When we think about creating new products and services, it can seem relatively easy on the surface. Almost anyone can come up with fantastic ideas. It's not difficult to come up with ideas about almost any challenge in any setting. The challenges occur after the ideas are generated, once they must be converted into new products or services.
The relative ease of generating ideas often leads to a number of "traps" that block or stymie innovation. These traps aren't apparent, and so many companies stumble into them. These traps work against received wisdom and often delay or block conversion of ideas into new products and services. Here are three traps that often catch unwitting or unsuspecting entrepreneurs and innovators.
It's Everyone's Job
If everyone can come up with good ideas, then everyone should be on the hook for innovation, right? Too often innovation responsibility is too widely distributed, and when everyone is responsible for something ultimately no one is. We definitely want to encourage wide participation in innovation activities, but someone needs to be accountable for moving ideas from the flip charts to product or service development. Remember the everyone, anyone, someone and no one story!
Encourage everyone to participate, but hold someone accountable for converting good ideas into products and services. It needs to be someone's job.
Some people are really creative, while others may not appear to be quite as creative or have as much passion or energy for idea generation. Given the challenges associated with creating really vital and important ideas, you must build on your team's skills and provide innovation training and smooth the pathways for innovation activities. No matter how creative and intuitive some innovators are, they can't succeed on their own and in the face of cultural resistance and a lack of assistance or structure. You can rarely distract or delay good idea generation if you have passionate people, but apathy and a lack of process or clarity can eventually stymie even really good ideas.

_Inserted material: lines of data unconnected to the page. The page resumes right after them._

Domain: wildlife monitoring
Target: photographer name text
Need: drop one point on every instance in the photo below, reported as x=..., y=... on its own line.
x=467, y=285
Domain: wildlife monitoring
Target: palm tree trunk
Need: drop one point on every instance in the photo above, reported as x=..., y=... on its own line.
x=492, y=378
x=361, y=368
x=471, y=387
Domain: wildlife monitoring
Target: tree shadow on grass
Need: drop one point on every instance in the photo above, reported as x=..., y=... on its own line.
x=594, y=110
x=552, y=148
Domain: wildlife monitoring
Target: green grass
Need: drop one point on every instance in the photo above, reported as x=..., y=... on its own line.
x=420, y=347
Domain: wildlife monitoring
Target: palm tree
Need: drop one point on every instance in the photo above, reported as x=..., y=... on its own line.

Don't rely on a few really creative people and ignore the processes and pathways that must exist in order to convert ideas into products.
We Know Best
Sorry, but so many innovations fail because the innovation originates from the "inside out". What I mean is that rather than understand customer needs and gaps, entrepreneurs and innovators build new technologies and offer them to customers, regardless of their needs. This "build it and they will come" model has led to a massive graveyard of good technologies and even good ideas that didn't meet customer needs or expectations.

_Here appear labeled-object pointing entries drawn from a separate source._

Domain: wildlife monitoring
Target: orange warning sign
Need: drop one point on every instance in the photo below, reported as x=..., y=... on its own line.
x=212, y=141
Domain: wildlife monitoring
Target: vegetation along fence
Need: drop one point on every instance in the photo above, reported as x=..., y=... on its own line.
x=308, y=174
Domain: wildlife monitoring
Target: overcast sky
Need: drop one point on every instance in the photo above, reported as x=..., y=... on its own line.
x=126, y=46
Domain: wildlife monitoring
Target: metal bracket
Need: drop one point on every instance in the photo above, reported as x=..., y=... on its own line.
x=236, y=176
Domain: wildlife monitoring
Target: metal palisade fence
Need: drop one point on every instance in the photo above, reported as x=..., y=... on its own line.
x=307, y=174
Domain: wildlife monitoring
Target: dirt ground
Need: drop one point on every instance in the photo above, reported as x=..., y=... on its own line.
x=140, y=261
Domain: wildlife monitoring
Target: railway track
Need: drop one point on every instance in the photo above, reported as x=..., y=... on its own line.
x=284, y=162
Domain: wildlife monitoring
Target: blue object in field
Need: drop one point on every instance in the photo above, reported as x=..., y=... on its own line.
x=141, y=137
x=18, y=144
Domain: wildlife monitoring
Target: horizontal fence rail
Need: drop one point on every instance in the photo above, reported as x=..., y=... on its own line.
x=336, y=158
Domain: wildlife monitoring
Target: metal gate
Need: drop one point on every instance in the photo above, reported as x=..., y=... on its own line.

To develop really interesting new products and services you must explore and discover needs and gaps that customers experience, and the only way to do that is go out and experience what they experience with an open mind, and leave the "we know best" attitude behind.
When it comes to creating new products and services, it's everyone's job to generate ideas but an individual's responsibility to develop and commercialize, it's everyone's job to gain new skills, never relying on just the "creative types" for ideas, and it's everyone's job to recognize that good innovations start with the customer need in mind, and fully validated.